Most of the time, our instincts serve us well.
Not so in ice hockey. At least, not when you're heading straight into the boards.
If you follow your instinct and duck, "that would be the worst position to be in," said Dr. Michael Stuart, a Mayo Clinic physician and chief medical officer for USA Hockey.
That's why Stuart and the Mayo Clinic teamed up with USA Hockey to produce a new 4 1/2-minute video called "Heads Up, Don't Duck" (www.startribune.com/a1964).
With the help of animation, it shows young hockey players why it's so dangerous to hit the sideboards head first and how they can learn to avoid it.
"If you can't avoid contact with your head, it's much better from a biomechanical standpoint to keep your head up," Stuart said.
Stuart, who raised four hockey players (two play professionally), says the message isn't new. But the hockey association has been searching for a fresh way to drive home the safety message to parents, coaches and especially players.
The Heads Up, Don't Duck campaign began in the 1990s, he said, when officials became concerned about the growing number of spine injuries. Before then, Stuart said, hockey coaches used to teach players to "curl up in a ball" to protect themselves, unaware of the danger. "Now, we're teaching the opposite," he said.

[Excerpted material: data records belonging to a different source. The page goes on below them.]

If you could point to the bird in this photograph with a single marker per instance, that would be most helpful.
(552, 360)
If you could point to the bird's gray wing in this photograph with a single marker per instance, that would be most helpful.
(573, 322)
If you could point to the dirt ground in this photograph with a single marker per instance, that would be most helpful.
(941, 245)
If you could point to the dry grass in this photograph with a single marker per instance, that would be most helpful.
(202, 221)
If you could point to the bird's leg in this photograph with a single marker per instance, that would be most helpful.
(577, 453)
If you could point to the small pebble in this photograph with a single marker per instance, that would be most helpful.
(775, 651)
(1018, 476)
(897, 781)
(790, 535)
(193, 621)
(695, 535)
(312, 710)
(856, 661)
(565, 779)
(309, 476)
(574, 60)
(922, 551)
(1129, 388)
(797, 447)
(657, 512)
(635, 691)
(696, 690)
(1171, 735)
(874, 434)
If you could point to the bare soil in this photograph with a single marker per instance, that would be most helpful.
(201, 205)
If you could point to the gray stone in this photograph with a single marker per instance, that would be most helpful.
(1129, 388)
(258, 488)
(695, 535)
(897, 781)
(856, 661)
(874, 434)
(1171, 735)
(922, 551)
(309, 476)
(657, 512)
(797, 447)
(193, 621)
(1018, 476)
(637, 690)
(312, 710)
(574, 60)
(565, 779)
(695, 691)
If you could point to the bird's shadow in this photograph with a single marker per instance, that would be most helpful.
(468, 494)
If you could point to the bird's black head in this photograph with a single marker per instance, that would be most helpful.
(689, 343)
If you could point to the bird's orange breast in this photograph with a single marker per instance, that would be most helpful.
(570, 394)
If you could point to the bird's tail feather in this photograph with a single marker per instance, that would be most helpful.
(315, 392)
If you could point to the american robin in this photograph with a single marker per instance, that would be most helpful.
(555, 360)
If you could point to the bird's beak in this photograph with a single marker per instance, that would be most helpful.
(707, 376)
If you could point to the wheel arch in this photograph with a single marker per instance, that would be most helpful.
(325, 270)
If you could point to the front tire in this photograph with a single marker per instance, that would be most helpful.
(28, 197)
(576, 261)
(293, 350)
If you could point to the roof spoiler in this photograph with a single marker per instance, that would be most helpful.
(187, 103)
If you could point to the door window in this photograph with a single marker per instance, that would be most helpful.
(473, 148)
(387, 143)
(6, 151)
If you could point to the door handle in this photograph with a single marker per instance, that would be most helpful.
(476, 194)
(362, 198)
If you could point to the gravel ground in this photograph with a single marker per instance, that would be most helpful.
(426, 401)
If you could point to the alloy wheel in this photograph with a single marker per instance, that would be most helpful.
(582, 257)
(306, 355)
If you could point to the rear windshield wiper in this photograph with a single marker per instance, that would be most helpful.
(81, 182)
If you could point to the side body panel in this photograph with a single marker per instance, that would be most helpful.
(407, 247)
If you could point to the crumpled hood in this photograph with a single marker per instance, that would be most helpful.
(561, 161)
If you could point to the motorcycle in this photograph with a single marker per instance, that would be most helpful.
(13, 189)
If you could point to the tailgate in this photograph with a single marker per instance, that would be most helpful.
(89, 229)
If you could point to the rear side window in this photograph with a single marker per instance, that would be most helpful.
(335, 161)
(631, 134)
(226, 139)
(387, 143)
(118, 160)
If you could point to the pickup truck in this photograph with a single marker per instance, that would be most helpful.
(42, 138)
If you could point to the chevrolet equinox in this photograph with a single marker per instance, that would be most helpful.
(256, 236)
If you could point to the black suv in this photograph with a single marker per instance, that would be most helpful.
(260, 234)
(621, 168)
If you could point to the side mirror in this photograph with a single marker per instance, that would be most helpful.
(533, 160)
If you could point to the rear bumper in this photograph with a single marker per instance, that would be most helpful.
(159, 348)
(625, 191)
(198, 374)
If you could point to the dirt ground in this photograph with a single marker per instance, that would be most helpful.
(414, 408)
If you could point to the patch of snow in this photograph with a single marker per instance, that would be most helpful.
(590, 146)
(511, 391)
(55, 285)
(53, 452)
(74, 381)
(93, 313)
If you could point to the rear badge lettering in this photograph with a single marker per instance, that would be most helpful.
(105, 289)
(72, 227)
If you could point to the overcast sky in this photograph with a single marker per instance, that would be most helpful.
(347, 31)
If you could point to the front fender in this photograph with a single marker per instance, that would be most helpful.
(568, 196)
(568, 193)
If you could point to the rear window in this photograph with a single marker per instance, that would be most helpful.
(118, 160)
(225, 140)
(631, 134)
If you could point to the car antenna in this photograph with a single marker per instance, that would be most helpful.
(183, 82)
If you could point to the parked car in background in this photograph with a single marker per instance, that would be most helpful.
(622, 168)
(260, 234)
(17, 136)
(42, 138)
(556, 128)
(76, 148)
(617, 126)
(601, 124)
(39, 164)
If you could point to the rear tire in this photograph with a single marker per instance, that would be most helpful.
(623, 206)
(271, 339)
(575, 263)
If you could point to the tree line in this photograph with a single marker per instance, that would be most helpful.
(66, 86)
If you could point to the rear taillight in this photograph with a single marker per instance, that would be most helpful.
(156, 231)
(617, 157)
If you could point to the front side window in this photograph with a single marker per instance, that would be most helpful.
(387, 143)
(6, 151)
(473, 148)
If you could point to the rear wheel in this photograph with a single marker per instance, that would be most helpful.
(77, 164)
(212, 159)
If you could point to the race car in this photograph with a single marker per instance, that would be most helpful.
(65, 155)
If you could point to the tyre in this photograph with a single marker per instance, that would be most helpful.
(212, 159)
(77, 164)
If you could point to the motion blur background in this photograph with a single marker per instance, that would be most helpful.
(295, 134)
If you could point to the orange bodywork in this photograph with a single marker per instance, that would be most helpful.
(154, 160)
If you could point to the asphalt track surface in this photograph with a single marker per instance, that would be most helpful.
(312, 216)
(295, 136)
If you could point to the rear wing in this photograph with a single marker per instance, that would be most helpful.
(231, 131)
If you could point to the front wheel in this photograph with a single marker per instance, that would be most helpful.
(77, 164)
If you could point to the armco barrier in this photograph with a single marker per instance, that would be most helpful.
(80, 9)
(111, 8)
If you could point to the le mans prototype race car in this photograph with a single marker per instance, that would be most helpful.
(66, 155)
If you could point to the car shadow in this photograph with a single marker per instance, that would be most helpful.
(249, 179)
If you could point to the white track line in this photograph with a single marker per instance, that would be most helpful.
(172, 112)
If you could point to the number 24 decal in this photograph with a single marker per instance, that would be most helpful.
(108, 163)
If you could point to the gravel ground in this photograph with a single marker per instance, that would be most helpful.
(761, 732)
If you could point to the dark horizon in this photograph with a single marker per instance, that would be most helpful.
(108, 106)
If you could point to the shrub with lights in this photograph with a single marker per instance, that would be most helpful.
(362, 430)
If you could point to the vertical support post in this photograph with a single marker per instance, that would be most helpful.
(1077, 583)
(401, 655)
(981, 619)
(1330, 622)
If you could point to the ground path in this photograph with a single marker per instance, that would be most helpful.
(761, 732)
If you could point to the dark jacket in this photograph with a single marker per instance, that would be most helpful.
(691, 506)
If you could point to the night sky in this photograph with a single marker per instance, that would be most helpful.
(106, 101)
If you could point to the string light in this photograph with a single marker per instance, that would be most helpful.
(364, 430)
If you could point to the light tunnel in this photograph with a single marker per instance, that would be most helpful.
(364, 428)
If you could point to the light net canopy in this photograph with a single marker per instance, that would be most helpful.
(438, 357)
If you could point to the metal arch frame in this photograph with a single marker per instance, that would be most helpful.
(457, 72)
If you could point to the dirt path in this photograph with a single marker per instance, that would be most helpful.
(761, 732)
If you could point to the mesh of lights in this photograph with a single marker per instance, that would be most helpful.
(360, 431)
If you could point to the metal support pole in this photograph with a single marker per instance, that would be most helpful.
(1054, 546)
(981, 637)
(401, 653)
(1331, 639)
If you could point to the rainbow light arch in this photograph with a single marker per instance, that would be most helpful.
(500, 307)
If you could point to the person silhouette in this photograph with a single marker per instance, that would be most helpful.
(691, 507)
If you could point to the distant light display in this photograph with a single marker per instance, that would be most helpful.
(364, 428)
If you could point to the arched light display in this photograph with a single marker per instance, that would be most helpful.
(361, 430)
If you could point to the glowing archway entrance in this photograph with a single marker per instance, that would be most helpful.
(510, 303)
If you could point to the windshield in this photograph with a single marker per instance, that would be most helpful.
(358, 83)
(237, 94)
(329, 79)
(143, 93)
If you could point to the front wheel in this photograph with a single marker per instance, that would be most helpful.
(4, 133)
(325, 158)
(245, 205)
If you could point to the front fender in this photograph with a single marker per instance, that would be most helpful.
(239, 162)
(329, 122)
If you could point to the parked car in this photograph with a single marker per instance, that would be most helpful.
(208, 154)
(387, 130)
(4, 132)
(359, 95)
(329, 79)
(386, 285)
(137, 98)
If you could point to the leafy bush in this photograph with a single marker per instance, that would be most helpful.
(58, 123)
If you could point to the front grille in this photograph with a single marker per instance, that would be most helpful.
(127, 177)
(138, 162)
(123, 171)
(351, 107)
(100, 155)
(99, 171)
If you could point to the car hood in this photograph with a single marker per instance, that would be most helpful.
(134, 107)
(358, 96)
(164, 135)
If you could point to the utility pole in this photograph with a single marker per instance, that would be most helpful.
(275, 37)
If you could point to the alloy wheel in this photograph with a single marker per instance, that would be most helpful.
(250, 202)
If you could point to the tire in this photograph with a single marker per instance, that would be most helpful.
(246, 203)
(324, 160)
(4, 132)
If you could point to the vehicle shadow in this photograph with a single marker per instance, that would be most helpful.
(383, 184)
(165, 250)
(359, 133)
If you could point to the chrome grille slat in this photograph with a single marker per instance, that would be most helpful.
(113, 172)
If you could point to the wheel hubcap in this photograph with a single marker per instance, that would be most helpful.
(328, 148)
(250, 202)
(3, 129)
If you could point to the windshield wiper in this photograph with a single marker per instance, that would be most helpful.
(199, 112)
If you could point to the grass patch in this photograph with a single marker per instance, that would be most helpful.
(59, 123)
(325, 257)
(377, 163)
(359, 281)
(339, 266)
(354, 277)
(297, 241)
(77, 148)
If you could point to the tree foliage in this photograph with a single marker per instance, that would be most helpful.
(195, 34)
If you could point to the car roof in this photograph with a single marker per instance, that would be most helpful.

When the head is up, the normal curvature of the spine helps absorb the shock, Stuart says. When the head is down, the spinal cord is more vulnerable to damage -- and paralysis.
Even young players can learn the heads-up technique, he said. "We would like to see these same types of drills practiced every day at the rink," he said. "Before every practice and before every game as part of the warmup."
He hopes the new video, which features Olympians Jenny Potter and Ryan Suter (now with the Minnesota Wild), will help change behavior.
"Just practice keeping your head up as you slide," he said. "Then it becomes instinctive."